The readings for the Fifth Sunday in Ordinary Time reveal how human limitations help us discover the power of God in our lives. The word of God is the medicine we need to receive. Too often we get stuck in focusing on weaknesses, our own or others.

The word of God is the medicine to take our eyes off of our weakness and invest our energy in meeting the limitations others experience in their lives. When we reach out to others in their need, God breaks into the relationship and gives us what we choose to share with others. What appears to be an extreme sacrifice becomes an open door to God’s love, which is what our hearts are really crying out for in the first place.

In the first reading from Isaiah, God tells us: “Share your bread with the hungry, shelter the oppressed and the homeless; clothe the naked when you see them, and do not turn your back on your own.” What appears to be a burden to us is in reality a great gift. “Then your light shall break forth like the dawn, and your wound shall quickly be healed; your vindication shall go before you, and the glory of the Lord shall be your rear guard.”

When we enter into God’s attitude toward the wounded and the broken, God’s goodness pours into our hearts. Our hunger for the infinite is re-affirmed. Our longing for an infinitely good God is re-enkindled. Every time our finiteness reaches out to the infinite, we become less finite! Every time we open our wounded hearts to reach out to others to help them, we are touching the ever loving, the always forgiving, the always caring God.

The passage continues, “Then you shall call, and the Lord will answer, you shall cry for help, and He will say: Here I am! If you remove from your midst oppression, false accusation and malicious speech; if you bestow your bread on the hungry and satisfy the afflicted; then light shall rise for you in the darkness, and the gloom shall become for you like midday.”

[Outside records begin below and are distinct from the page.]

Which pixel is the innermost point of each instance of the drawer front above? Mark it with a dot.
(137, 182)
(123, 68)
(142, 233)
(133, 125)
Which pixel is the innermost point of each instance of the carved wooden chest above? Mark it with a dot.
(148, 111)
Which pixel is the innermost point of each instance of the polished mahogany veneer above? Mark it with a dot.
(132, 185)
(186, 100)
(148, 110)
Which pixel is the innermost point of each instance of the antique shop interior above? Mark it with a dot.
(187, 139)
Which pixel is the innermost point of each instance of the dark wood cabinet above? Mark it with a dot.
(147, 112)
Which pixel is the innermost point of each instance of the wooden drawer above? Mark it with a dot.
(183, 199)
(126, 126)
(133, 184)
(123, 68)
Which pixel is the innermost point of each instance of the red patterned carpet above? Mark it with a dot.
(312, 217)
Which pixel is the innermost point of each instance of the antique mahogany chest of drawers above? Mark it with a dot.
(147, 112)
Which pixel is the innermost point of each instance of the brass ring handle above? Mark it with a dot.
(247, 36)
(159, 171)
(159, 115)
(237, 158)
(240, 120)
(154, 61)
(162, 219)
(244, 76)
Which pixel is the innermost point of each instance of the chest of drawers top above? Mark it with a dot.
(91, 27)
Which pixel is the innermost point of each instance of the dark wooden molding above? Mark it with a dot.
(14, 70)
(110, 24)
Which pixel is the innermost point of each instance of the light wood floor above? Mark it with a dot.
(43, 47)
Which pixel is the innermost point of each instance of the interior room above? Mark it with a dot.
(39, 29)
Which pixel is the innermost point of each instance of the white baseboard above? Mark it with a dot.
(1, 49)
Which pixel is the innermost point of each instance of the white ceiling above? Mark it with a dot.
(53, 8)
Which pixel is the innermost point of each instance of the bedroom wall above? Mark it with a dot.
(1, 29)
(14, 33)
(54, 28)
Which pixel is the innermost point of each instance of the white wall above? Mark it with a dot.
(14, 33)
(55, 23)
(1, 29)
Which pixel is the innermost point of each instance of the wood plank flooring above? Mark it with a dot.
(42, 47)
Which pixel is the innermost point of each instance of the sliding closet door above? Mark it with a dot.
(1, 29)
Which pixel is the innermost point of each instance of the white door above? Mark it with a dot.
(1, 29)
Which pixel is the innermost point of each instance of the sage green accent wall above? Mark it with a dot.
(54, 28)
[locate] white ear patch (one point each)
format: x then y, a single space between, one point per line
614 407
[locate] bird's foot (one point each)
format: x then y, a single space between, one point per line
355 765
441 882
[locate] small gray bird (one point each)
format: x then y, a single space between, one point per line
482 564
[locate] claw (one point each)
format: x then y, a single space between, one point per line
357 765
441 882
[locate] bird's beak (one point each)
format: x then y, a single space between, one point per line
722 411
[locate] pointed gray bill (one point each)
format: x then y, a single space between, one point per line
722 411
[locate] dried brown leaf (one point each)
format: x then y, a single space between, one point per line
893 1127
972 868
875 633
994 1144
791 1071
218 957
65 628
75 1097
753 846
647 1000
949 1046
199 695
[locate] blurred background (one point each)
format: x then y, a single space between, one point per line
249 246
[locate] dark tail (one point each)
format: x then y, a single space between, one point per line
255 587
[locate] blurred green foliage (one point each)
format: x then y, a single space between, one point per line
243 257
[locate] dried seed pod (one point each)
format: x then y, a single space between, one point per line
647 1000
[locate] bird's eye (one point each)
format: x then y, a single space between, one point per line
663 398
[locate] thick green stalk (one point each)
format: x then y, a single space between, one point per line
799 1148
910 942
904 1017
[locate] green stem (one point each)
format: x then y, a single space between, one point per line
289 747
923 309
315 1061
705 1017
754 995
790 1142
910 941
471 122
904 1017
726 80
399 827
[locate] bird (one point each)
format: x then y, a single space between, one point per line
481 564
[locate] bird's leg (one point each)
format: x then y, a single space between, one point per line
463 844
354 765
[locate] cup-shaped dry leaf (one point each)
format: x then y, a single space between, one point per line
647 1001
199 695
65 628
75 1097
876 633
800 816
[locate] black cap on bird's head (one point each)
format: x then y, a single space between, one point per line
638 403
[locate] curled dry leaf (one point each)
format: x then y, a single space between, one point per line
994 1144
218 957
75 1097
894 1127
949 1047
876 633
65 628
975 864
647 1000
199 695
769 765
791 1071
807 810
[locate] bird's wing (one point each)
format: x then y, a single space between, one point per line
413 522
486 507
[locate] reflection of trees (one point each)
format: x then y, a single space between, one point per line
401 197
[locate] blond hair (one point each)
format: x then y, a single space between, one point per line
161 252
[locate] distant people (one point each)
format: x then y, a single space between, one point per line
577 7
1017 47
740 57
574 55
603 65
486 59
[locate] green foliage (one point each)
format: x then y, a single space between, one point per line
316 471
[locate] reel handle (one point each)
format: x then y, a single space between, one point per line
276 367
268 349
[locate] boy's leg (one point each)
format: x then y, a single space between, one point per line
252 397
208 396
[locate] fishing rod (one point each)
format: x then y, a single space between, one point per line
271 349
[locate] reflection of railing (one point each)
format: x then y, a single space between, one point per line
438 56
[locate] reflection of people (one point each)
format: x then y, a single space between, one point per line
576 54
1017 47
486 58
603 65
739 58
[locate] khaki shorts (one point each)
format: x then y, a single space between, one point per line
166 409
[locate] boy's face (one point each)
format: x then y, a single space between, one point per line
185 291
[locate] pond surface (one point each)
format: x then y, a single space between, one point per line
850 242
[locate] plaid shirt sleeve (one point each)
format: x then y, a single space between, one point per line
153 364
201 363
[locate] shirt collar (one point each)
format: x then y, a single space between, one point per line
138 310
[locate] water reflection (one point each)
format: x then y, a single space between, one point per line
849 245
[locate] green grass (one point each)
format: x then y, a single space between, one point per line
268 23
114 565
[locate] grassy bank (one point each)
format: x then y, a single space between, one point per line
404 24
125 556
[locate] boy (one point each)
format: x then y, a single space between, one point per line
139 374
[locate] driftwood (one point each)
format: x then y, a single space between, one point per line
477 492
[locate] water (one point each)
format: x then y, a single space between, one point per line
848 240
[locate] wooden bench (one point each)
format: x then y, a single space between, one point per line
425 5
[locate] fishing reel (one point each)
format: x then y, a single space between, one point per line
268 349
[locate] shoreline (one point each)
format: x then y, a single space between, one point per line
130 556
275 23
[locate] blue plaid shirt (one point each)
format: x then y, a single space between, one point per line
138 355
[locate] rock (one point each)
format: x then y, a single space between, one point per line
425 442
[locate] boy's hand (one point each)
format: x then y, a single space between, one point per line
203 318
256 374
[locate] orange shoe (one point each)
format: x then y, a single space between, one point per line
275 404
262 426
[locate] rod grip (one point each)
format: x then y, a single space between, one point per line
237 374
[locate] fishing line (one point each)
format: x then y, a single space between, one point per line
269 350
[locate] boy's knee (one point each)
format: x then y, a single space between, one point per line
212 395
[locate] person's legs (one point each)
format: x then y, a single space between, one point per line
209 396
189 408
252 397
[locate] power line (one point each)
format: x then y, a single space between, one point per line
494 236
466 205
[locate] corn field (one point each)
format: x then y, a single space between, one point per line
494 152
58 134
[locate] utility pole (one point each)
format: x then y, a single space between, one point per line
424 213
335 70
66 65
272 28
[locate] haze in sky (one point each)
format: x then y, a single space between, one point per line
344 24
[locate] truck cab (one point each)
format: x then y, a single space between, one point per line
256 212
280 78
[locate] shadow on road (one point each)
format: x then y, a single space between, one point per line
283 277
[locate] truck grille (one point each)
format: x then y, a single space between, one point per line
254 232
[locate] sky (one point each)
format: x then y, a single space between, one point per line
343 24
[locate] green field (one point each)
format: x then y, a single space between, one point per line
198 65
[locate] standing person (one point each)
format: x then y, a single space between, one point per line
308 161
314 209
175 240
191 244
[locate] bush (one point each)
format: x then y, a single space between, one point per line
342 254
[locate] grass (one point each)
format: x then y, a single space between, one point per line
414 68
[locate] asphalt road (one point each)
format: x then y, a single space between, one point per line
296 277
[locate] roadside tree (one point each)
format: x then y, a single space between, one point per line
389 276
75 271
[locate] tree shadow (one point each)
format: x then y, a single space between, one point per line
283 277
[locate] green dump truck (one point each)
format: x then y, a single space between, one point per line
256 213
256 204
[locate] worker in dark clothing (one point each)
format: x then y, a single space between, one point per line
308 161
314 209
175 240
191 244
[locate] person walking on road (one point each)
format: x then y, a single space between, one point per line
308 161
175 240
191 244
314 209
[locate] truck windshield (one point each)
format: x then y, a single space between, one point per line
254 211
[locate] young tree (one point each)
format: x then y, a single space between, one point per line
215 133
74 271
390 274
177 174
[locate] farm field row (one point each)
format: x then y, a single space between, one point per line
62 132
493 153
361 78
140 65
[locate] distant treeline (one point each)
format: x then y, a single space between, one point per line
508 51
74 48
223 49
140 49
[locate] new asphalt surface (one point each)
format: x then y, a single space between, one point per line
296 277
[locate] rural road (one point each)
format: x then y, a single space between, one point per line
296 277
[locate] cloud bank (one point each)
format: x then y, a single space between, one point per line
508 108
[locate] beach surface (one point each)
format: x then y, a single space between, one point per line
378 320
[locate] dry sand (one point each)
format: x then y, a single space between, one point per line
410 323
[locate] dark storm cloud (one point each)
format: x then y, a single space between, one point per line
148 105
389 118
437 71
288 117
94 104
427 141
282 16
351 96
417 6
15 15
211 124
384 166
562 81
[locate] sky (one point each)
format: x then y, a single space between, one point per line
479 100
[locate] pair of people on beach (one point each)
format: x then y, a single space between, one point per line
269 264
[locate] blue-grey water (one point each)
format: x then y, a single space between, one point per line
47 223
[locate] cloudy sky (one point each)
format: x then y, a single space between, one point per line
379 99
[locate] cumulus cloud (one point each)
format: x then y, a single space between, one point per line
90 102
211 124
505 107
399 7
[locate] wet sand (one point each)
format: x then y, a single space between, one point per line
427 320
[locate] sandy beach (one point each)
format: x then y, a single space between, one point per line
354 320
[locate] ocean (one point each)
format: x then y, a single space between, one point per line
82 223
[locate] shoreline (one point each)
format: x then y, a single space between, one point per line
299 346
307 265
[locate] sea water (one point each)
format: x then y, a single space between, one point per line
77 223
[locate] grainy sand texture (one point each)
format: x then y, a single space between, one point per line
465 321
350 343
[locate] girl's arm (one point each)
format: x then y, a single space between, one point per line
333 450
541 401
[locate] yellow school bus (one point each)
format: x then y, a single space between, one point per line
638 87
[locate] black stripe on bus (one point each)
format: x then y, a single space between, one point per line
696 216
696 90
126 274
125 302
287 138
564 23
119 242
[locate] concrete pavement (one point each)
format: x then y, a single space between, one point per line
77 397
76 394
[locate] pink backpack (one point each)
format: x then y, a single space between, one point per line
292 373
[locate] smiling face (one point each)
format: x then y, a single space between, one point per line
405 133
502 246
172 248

What the prophet is really saying is “If you stop focusing on your own weaknesses and the weaknesses of others, your gloom will come to an end because you have entered into God’s infinite love for you. The simple formula is this: simply allow God’s infinite love into your gloom, and it will disappear like the gloom of night disappears with the rising of the sun!”

St. Paul gives us a concrete example of the above. “For I resolved to know nothing while I was with you except Jesus Christ, and Him crucified. I came to you in weakness and fear and much trembling, and my message and my proclamation were not with persuasive words of wisdom, but with a demonstration of Spirit and power, so that your faith might rest not on human wisdom but on the power of God.”

When we embrace our weaknesses, God comes through with a “demonstration of Spirit and power.” As Paul tells us elsewhere, “When I am weak, I am strong.”

In the Gospel, Jesus tells us we are powerful, because we are the salt of the earth and the light of the world. If you were not the salt of the earth or the light of the world, what is currently happening in our federal government wouldn’t bother us. Our leaders all need our prayerful intercession. God is looking for a good number of people in our nation who have faith, to intercede for our political leaders. They need the light of the world to help them find the light.

The quickest way to quell any anger in my heart is to intercede relentlessly. That is the way to peaceful living in the midst of angry turmoil.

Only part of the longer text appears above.